Optimal cutoff score of the Neurological Disorders Depression Inventory for Epilepsy (NDDI-E) for detecting major depressive disorder: A meta-analysis
- Authors
- Kim, Do-Hyung; Kim, Young-Soo; Yang, Tae-Won; Kwon, Oh-Young
- Issue Date
- Mar-2019
- Publisher
- ACADEMIC PRESS INC ELSEVIER SCIENCE
- Keywords
- Epilepsy; Major depressive disorder; Psychological interview; Meta-analysis
- Citation
- EPILEPSY & BEHAVIOR, v.92, pp 61 - 70
- Pages
- 10
- Indexed
- SCIE
SCOPUS
- Journal Title
- EPILEPSY & BEHAVIOR
- Volume
- 92
- Start Page
- 61
- End Page
- 70
- URI
- https://scholarworks.gnu.ac.kr/handle/sw.gnu/9388
- DOI
- 10.1016/j.yebeh.2018.12.006
- ISSN
- 1525-5050
1525-5069
- Abstract
- Background and purpose: The Neurological Disorders Depression Inventory for Epilepsy (NDDI-E) is a useful inventory for screening major depressive disorder (MDD) in people with epilepsy (PWE). The cutoff score for detecting MDD has been reported with the range of >11 to >16. The aim of this study was to find optimal cutoff score of the NDDI-E for MDD detection by combining the raw data from previous studies. Methods: We searched MEDLINE, EMBASE, Cochrane Library, Web of Science, and SCOPUS to identify proper studies. Original researches, which tested the accuracy of NDDI-E for MDD detection in adult PWE, were recruited. We included the studies in which MDD was diagnosed by a gold standard structural interview, the Mini International Neuropsychiatric Interview (MINI).
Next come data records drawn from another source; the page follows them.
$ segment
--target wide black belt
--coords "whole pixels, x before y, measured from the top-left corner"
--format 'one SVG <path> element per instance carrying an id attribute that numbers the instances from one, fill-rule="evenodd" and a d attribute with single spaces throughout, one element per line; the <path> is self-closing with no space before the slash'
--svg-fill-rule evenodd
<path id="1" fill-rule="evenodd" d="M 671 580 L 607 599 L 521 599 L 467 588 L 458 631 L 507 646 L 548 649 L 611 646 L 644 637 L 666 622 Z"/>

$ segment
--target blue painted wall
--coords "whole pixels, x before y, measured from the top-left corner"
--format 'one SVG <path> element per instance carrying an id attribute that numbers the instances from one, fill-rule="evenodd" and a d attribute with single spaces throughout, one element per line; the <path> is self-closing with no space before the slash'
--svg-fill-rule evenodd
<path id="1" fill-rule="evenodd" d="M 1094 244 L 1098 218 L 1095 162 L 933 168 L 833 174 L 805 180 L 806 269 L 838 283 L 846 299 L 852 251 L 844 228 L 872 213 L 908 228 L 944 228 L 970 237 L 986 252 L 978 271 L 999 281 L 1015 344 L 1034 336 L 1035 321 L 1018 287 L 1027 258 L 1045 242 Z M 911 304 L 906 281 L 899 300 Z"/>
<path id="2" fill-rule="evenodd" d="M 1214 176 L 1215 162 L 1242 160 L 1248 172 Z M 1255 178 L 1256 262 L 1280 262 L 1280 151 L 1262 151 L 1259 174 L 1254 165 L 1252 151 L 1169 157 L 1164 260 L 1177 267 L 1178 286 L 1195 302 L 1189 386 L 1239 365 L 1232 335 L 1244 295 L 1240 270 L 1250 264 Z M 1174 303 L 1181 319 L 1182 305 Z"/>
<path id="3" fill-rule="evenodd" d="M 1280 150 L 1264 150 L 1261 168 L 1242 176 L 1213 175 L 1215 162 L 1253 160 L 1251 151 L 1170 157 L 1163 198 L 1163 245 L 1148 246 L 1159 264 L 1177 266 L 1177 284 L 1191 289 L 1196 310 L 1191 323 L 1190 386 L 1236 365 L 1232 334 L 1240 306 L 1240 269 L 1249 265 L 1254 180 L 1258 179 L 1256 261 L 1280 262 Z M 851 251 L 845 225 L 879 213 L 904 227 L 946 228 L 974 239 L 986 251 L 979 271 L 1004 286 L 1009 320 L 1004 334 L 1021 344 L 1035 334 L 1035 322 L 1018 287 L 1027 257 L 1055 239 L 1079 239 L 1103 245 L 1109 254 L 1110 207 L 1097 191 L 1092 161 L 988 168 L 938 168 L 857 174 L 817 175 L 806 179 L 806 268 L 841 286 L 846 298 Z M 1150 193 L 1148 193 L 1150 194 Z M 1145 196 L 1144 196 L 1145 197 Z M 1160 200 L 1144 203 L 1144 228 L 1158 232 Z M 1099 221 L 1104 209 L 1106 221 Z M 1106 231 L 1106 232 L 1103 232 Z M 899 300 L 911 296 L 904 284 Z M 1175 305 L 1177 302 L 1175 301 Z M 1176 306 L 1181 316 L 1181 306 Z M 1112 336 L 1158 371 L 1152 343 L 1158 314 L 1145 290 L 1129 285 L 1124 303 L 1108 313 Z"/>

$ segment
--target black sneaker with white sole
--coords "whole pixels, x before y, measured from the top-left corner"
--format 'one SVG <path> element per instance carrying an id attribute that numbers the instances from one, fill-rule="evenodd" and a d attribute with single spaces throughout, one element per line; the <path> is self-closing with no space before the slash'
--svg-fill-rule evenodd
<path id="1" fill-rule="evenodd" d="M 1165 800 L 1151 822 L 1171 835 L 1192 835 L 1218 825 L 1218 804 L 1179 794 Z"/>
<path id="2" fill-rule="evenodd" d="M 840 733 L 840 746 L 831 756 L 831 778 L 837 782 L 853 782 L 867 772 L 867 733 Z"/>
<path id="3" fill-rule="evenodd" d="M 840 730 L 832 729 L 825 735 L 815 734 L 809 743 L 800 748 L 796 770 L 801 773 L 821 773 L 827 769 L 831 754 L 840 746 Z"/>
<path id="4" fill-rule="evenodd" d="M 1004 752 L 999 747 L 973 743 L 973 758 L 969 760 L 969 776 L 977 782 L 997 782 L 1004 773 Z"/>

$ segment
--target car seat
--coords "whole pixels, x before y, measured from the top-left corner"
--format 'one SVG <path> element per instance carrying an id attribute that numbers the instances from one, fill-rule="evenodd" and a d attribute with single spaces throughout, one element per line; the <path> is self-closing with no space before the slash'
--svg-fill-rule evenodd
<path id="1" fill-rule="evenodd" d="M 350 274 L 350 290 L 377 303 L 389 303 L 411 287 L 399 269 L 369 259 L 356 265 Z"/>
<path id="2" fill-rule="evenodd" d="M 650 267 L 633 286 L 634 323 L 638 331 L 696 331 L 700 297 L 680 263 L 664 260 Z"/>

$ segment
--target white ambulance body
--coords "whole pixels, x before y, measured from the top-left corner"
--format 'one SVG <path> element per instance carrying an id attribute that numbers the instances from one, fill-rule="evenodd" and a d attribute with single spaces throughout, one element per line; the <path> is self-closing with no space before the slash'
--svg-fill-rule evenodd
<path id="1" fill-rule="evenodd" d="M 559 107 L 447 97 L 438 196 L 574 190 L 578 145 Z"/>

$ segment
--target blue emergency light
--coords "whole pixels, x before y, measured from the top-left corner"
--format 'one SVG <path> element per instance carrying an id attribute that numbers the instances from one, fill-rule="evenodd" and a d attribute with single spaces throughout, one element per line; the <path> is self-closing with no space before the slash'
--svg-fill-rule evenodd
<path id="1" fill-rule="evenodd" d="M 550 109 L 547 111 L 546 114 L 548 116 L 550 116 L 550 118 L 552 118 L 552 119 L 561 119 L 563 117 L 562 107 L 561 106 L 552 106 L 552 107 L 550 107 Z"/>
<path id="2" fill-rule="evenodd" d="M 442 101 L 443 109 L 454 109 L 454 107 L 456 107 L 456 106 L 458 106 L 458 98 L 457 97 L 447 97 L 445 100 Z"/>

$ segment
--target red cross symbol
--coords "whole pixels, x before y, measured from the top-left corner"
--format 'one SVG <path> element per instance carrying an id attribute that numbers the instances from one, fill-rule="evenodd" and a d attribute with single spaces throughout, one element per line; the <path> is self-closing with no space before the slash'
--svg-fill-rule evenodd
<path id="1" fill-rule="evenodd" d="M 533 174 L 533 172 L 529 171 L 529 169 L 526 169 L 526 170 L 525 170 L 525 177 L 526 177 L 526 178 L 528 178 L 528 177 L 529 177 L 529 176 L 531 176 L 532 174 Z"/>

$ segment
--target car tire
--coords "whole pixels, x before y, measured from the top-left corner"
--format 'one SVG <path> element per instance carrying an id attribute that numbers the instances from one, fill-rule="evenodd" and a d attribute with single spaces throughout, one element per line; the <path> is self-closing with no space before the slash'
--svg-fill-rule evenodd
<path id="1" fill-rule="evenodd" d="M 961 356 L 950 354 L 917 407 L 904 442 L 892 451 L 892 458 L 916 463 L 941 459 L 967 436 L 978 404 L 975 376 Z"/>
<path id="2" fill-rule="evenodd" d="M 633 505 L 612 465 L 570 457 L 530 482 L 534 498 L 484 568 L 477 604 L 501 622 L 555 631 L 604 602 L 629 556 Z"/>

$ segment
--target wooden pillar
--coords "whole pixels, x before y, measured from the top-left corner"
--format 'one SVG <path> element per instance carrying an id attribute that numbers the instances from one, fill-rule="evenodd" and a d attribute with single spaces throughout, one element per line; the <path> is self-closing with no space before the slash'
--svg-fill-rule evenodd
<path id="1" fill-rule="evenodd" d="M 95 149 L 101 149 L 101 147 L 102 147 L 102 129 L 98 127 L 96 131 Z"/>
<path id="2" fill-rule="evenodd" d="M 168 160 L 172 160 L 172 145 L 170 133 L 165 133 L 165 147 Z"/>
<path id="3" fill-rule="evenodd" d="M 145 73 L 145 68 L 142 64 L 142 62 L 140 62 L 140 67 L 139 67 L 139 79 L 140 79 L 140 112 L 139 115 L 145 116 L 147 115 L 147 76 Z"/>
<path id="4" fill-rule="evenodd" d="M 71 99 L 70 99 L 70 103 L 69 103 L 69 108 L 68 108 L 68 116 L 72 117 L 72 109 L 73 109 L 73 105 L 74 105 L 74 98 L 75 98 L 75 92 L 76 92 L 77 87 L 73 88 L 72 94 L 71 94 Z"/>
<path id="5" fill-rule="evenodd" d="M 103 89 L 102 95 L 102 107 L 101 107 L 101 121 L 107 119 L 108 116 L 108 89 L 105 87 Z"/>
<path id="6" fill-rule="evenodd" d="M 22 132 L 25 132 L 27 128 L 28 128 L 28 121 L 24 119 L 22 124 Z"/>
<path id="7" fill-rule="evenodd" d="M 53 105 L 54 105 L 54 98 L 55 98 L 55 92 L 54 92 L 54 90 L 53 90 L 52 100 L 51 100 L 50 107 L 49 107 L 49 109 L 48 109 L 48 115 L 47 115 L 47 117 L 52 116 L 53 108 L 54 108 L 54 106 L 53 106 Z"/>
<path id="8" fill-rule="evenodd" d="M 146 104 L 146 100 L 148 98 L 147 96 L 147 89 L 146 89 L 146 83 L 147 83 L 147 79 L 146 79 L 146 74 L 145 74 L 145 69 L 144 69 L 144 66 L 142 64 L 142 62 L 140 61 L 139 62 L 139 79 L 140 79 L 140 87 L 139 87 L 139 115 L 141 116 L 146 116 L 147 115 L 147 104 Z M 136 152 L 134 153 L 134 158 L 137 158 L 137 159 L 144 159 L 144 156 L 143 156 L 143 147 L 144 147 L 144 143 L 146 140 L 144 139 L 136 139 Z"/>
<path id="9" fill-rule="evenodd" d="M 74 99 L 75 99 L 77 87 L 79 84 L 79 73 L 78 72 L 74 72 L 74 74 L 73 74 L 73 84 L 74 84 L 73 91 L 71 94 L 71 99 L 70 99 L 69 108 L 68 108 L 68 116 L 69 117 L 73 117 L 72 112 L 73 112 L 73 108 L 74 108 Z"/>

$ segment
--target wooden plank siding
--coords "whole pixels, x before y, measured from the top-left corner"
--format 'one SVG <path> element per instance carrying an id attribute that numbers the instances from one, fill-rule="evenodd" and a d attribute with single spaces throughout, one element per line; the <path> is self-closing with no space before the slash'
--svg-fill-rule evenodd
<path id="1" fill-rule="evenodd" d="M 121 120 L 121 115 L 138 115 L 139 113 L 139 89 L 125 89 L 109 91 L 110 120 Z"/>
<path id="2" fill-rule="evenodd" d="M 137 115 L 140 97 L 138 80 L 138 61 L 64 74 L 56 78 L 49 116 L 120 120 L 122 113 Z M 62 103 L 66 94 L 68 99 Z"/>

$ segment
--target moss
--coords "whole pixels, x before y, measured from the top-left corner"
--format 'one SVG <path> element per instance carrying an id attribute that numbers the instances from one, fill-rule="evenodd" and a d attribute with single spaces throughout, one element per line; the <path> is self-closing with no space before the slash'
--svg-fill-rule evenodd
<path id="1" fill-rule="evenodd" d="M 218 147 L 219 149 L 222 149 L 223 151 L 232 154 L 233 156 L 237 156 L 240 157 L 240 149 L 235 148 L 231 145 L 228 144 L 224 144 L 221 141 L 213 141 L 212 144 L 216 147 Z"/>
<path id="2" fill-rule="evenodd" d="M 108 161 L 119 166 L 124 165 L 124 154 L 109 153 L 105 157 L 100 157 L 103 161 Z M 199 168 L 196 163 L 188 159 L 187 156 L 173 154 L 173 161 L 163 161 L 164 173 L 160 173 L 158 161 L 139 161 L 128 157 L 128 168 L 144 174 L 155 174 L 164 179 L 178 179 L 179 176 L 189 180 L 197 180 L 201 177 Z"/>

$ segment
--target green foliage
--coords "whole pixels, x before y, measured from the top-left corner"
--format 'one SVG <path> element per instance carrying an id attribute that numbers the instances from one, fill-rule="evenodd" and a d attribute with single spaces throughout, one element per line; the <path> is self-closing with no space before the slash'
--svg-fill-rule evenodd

In addition, we included only the studies providing enough information for meta-analysis: number of PWE with MDD, number of total PWE, and sensitivity (Se) and specificity (Spe) for each cutoff score. After collecting data from included studies, we performed a diagnostic test accuracy (DTA) meta-analysis using bivariate model. Results: We identified 13 validation studies conducted in outpatient epilepsy clinic setting. As summary estimates of test accuracy measures, the Se, Spe, and diagnostic odds ratio (DOR) of NDDI-E for MDD detection were 0.81, 0.84, and 22.48, respectively. The analysis using the multiple thresholds model showed that the NDDI-E score of 13.2 was the best fit for MDD detection. When analyzing only with the seven data sets of the cutoff score >13, the Se, Spe, and DOR were 0.87, 0.80, and 25.72, respectively. Conclusions: The optimal NDDI-E cutoff score for MDD detection is >13. The information provided by this DTA meta-analysis will be a useful reference for applying NDDI-E in geographic areas where no NDDI-E validation studies have been conducted for their languages. (C) 2018 Elsevier Inc. All rights reserved.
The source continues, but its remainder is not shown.